From: Stefan Monnier
Subject: Re: Syntax tables for multiple modes [was: bug#22983: syntax-ppss returns wrong result.]
Date: Mon, 21 Mar 2016 14:31:48 -0400
User-agent: Gnus/5.13 (Gnus v5.13) Emacs/25.1.50 (gnu/linux)

> To be frank, the issue of parse-partial-sexp is fading because modes
> are now using syntax-ppss more extensively.

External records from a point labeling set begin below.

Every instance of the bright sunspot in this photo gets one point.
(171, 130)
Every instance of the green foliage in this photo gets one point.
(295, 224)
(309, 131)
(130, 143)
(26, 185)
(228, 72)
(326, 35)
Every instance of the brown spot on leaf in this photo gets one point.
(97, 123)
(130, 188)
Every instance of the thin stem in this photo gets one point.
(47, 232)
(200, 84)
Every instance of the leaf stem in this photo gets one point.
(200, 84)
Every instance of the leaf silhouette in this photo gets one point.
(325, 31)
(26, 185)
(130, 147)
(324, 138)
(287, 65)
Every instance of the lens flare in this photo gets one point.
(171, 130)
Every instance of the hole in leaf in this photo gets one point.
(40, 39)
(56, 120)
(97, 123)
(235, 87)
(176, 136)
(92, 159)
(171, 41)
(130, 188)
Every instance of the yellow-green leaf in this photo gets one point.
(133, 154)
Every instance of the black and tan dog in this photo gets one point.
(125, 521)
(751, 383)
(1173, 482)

Aha!  So we agree: there's no reason to worry about parse-partial-sexp,
since at this point pretty much all modes rely on syntax-ppss (other
than CC-modes, obviously).

> Most of the problems with parse-partial-sexp from the past are now
> internalized in condition-case inside syntax-ppss. That condition-case
> is triggered very often (almost always) from inside polymode
> chunk narrowing.

Right.  But I don't see it as a problem in parse-partial-sexp, rather
than a problem in syntax.el.

>> Because you need it for *everything* that looks at the buffer.
>> Why should parse-partial-sexp be different from (say) scan-sexps?
> I think parse-partial-sexp, syntax-ppss and maybe some others, are special in
> the sense that in order to return a correct value they need to be aware of the
> whole buffer. I don't see this as an inconsistency but I might be too naive.

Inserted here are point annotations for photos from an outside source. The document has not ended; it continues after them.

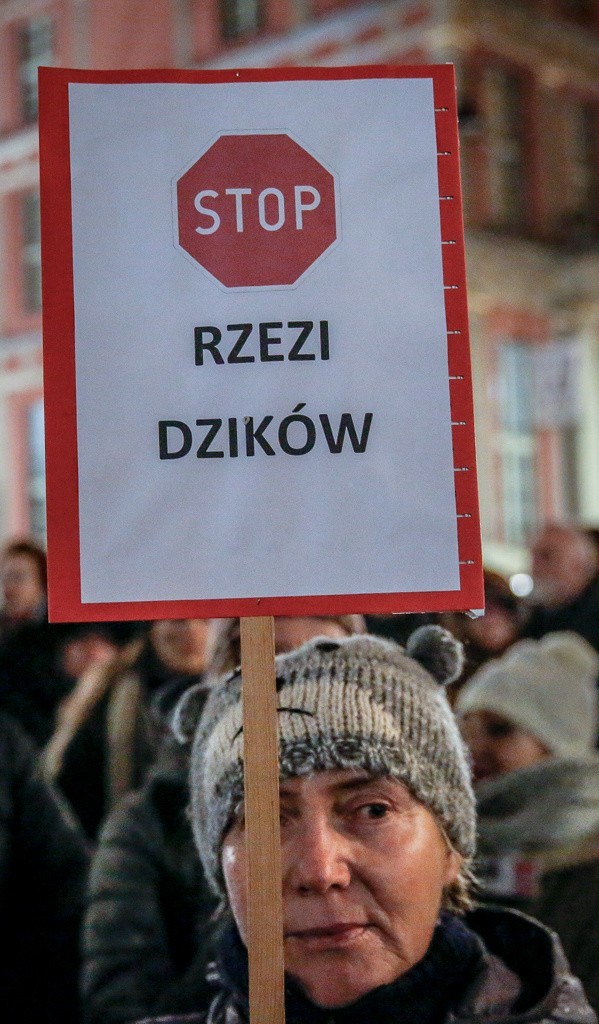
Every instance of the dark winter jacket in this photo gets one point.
(520, 976)
(581, 615)
(43, 867)
(539, 852)
(114, 749)
(145, 935)
(32, 681)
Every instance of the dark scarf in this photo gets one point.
(423, 995)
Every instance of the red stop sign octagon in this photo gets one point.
(256, 210)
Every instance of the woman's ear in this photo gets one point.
(453, 864)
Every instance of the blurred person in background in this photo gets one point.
(529, 719)
(25, 580)
(43, 869)
(148, 931)
(290, 632)
(148, 920)
(565, 574)
(488, 635)
(109, 737)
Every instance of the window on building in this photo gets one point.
(505, 117)
(35, 48)
(31, 253)
(517, 442)
(582, 178)
(241, 17)
(580, 11)
(36, 482)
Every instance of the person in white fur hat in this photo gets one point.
(530, 720)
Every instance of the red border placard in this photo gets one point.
(59, 381)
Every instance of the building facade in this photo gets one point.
(528, 96)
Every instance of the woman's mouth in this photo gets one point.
(329, 936)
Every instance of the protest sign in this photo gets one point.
(257, 375)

scan-sexps will complain about unmatched parens and things like that if
it bumps into point-min/max.  Same for re-search-*.  I think you've just
been too often exposed to the use of (parse-partial-sexp 1 ...) where
the resulting signal bites you right away, whereas many other functions
won't signal an error and will instead do *something* (which may not
always be incorrect, but may often enough still result in acceptable
behavior).

> c-mode provides an example. I don't remember where exactly and how but
> it has to do with but c-before-context-fl-expand-region and
> c-state-semi-safe-place because I am advising these two
> functions currently.

CC-modes is definitely a very special case here.
We should aim to limit the amount of changes in most major modes, so
better not pay too much attention to cc-mode from that point of view.

> The logic is roughly like this, c-mode engine doesn't respect
> font-lock-dont-widen, widens stuff in some of it's functions, then
> calls its parsing, gets back some points outside font-lock range and
> blows when trying to access those points from narrowed region.

Sounds like a problem in cc-mode, which will require changes in
cc-mode.  The generic code shouldn't worry about that.

> I was not collecting these cases carefully but I will start doing it and will
> get with more concrete examples in the following weeks.

Thanks.

> Another directions of problems is syntax-propertize.  It can be called
> with POS outside of current narrowed region.  Particularly from
> internal--syntax-propertize.

That would definitely be an error, so if you bump into such a case
please report it.

>> Replace all your widen calls with calls to `prog-widen' and you get
>> the same result (since (nth 1 prog-indentation-context) is basically
>> another name for your hard-widen-limit).  So I don't think prog-widen
>> is that very complicated.
> It's not but you have to enforce that in all known modes.

I prefer to say that "any major mode which wants to play with the new
snazzy multi-mode feature needs to be adjusted (e.g. with prog-widen)".
It's perfectly fine if some major modes don't play along correctly until
they're fixed.

"Try to get multi-mode working without touching anyone's code"
(e.g. using advice) is great, but we already have packages which do that.

>> Note that "is more general" here means that the major mode's function has to
>> handle more cases, so it would seem to fundamentally require more work on the
>> major mode's side.

> I don't agree. Work must be done only in the generic multi-mode engines
> (mmm-mode, polymode etc).

The "is more general" I was quoting was talking about the ways the
generic code can call the major-mode-specific code.  If this is more
generic, it means the major-mode-specific code needs to handle more
situations (e.g. STRING-BEFORE appearing not just at the beginning of
a chunk).

> Other modes should re-use that generic infrastructure, or even better,
> do nothing, and leave to someone else to define a new polymode with
> host chunk being *the* mode. That every mode with basic needs for
> inner sub-modes tries to re-invent the wheel is a dead end.

I don't understand: every major mode's indentation code will have to pay
attention to the STRING-BEFORE/AFTER that it receives from the generic
code and will have to do something with it (it can ignore it but at the
cost of sub-optimal results).  And AFAIK this can only be done by the
major mode's code, not the generic mode's code.